VIDEO. Le dentiste du Minnesota «regrette» d'avoir tué le lion Cecil

PLANETE Mais Walter Palmer affirme qu'il pensait participer à une chasse légale...

P.B.

— 

Photographie publiée par l'agence des Parcs nationaux du Zimbabwe, montrant "Cécil", un lion mâle de 13 ans, vedette du parc Hwange, le 21 octobre 2012
Photographie publiée par l'agence des Parcs nationaux du Zimbabwe, montrant "Cécil", un lion mâle de 13 ans, vedette du parc Hwange, le 21 octobre 2012 — - ZIMBABWE NATIONAL PARKS

C’est l’ennemi n°1 du moment. Walter Palmer, le dentiste américain qui a tué Cecil, le lion le plus célèbre du Zimbabwe, a exprimé ses « profonds regrets » par communiqué, mardi. De retour aux Etats-Unis, il indique ne pas avoir été contacté par les autorités africaines mais promet de coopérer si elles le lui demandent.

« Je n’avais aucune idée que le lion que j’ai tué était une célébrité locale qui portait un collier.
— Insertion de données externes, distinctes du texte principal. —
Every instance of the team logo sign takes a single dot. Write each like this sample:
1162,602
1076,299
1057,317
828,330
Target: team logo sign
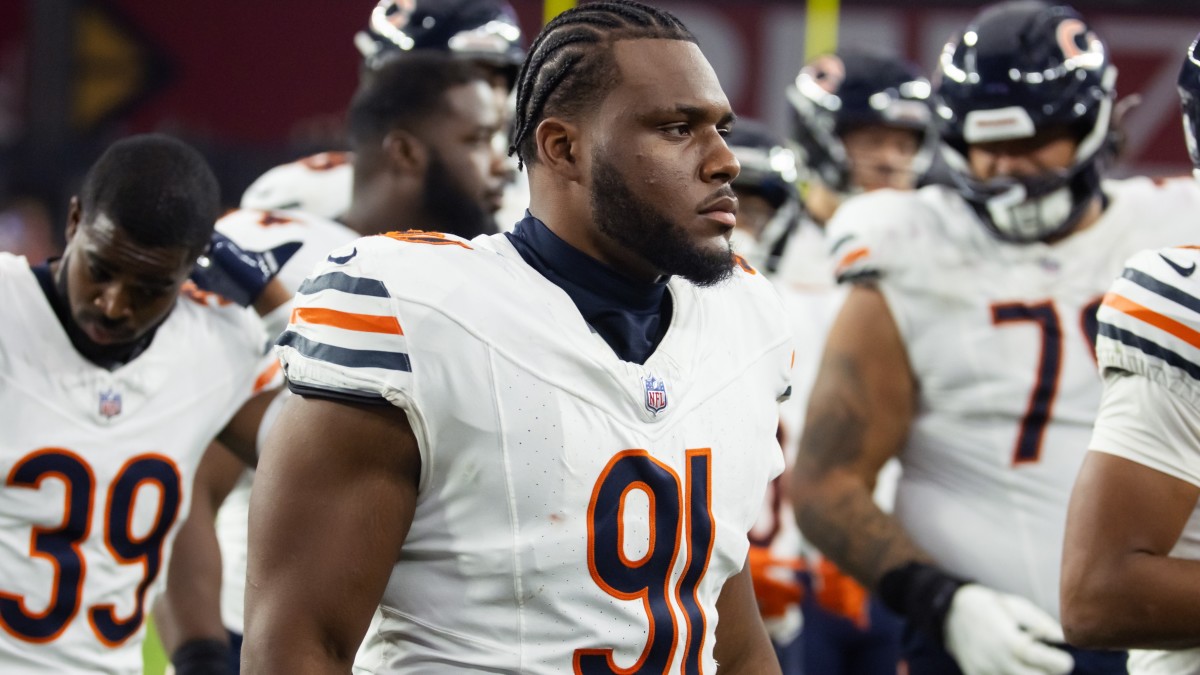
109,404
655,394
Je me suis appuyé sur l’expertise de mes guides professionnels locaux pour garantir la légalité de cette chasse. Je regrette profondément que la poursuite d’une activité que j’aime et que je pratique de manière responsable ait résulté dans la mort de ce lion », précise Palmer.

L’ONG Zimbabwe Conservation Task Force a confirmé que l’Américain avait bien tiré sur l’animal avec un arc avant de l’abattre d’un coup de feu et de laisser le corps de l’animal dépouillé et décapité aux abords du parc. La tête de Cecil reste introuvable et les autorités du parc craignent qu’elle n’ait été envoyée en trophée quelque part en Europe.
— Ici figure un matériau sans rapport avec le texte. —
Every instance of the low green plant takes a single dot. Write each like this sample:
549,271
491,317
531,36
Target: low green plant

Deux personnes devant la justice

La chasse au lion est légale au Zimbabwe comme en Afrique du Sud sur la base de quotas, mais elle est interdite dans le parc national de Hwange. Cecil, reconnaissable à sa crinière noire, aurait été attiré en dehors de la zone protégée grâce à un appât avant que son collier ne soit retiré. Un chasseur professionnel qui accompagnait le touriste américain ainsi que le propriétaire de la réserve privée où a été abattu l’animal comparaîtront mercredi devant la justice du Zimbabwe.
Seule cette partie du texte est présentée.